しかし今や、事態は急展開を見せている。というのも、イラン・オリンピック委員会が正式に、ジャック・ロゲIOC会長に対して抗議文を送り、この問題の原因を作り出した人物の処罰とマークの変更を、〔イギリス・オリンピック委員会に対して〕きちんと指示するよう求めたからだ。この抗議文はまた、オリンピックという偉大なるイベントでは、スポーツ〔のすばらしさ〕や〔人類の〕平等、そして博愛がもっぱら強調されてきたのであり、過去のすべてのオリンピック大会〔を貫くそうした精神〕と矛盾しない、新たなマークがデザインされるべきだ、と呼びかけている。
モハンマド・アリーアーバーディー氏〔イラン・オリンピック委員会の委員長〕とバフラーム・アフシャールザーデ氏〔同書記〕が署名したこの文書には、次のような文言も含まれている。
誰もが目にしているように、開催まで残すところあと二年ほどになって始動を始めた次回オリンピックが、一部の人間の人種主義的な精神によってもたらされたとおぼしき致命的問題に直面していることは、誠に残念である。
オリンピックのロゴマークをデザインしている者によって、ZIONという単語を2012年オリンピックのマークに使うことは、きわめて醜悪で、オリンピックの崇高なるスローガンに反する行為である。こうした問題への対処を怠るならば、〔オリンピックの〕原則と価値への遵守を強く主張している、イランをはじめとする多くの国々のオリンピック参加に、間違いなく影響を与える可能性がある。
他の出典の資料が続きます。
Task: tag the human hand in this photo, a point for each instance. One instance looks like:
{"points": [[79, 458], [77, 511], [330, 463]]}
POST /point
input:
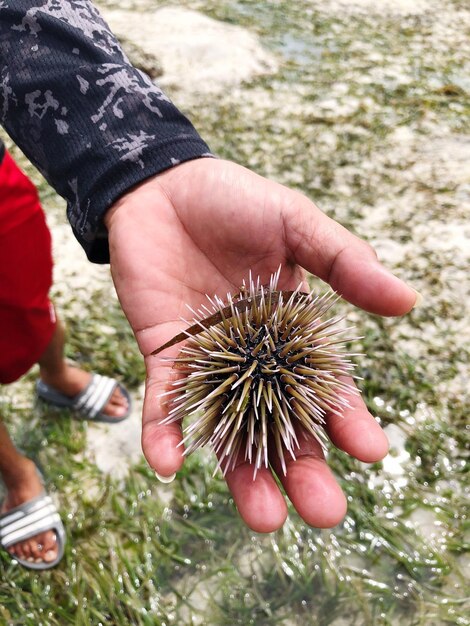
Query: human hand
{"points": [[198, 229]]}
イランはロンドン・オリンピックのロゴに対して公式に抗議した、最初のムスリム国家である。2012年夏の開催時期が近づき、オリンピック選定争い〔オリンピックに出場する代表選手の選定争いのことか?〕が熱気を帯びるにつれ、こうした動きに対する抗議も強まることが予想される。
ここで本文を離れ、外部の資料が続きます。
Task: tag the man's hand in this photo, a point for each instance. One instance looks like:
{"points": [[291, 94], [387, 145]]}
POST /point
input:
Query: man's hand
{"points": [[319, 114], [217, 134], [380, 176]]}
※訳註:記事ではあたかも、ロンドン・オリンピックのロゴマークが明らかにされたのが最近のことであるかのように語られているが、実際にはロゴマークが発表されたのは2007年6月のことであり、それ以来3年半以上にわたって、イランはこの問題を取り上げてこなかった。なお、イランからの抗議に対して、ロゲ会長は鼻で笑いながら、このロゴは「2012」をかたどったものだとして、相手にしない姿勢を示している。